Dilara ATEŞ


DAİMA ÖĞRENMENİN PEŞİNDEN GİDİN

“Öğrenmenin yaşı yoktur.”


“Öğrenmenin yaşı yoktur.” 

İnsan sürekli gelişen, değişen ve içinde bulunduğu şartlara uyum sağlayan tek varlıktır. 

İşte bu sebeple insanoğlunun hayatının her evresinde bir şeyler öğrenmesi şaşırtıcı değildir. 

Çünkü her birey için her yaşta öğrenilecek yeni bir bilinmeyenler vardır.

Hangimiz diyebiliriz “her şeyi biliyorum.” Diye.

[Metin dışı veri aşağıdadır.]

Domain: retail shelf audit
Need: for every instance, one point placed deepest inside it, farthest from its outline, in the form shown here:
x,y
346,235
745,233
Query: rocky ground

Bence hiç kimse…

Sebebi ise hayat sürekli öğreten ve öğrenileceklerin konusu hiç bitmeyen kocaman bir okul gibidir. 

Zaman zaman “bu yaştan sonra olur mu? Kim uğraşacak!” lafını etrafımızdaki insanlardan illa ki duymuşuzdur. Oysaki bu sorular başarısızlığın altın anahtarıdır.

Her yaştan sonra öğrenme olur.

Örneğin; Rus edebiyatının dünyaya kazandırdığı en büyük miraslardan biri olan Tolstoy bisiklet sürmeye 67 yaşında başlar. Tolstoy, yedi yaşındaki oğlu Vanichka’yı kaybetmenin acısını yaşarken Moskova Bisiklet Sevenler Derneği tarafından kendisine bir bisiklet hediye edilir. 

Birkaç denemenin ardından bisiklet sürmeyi öğrenen Tolstoy bu yeni ulaşım aracını pek sever. 

İşte, “öğrenmenin yaşı yoktur” sözünün vücut bulmuş halidir Tolstoy. 

İster 20 yaşında ister 80 yaşında olsun, değişime ve öğrenmeye kapalı olan kişi yaşlıdır.

Öğrenmeyi sürdürüp değişime açık olan ise daima genç kalır. 

Kaç yaşına gelirsek gelelim, kendimizi geliştirmekten ve kişisel gelişimimize yatırım yapmaktan asla vazgeçmemeliyiz. 

Unutmayın ki; “Öğrenmeyi bıraktığımız gün, bilin ki çürümeye başladığımız gündür.”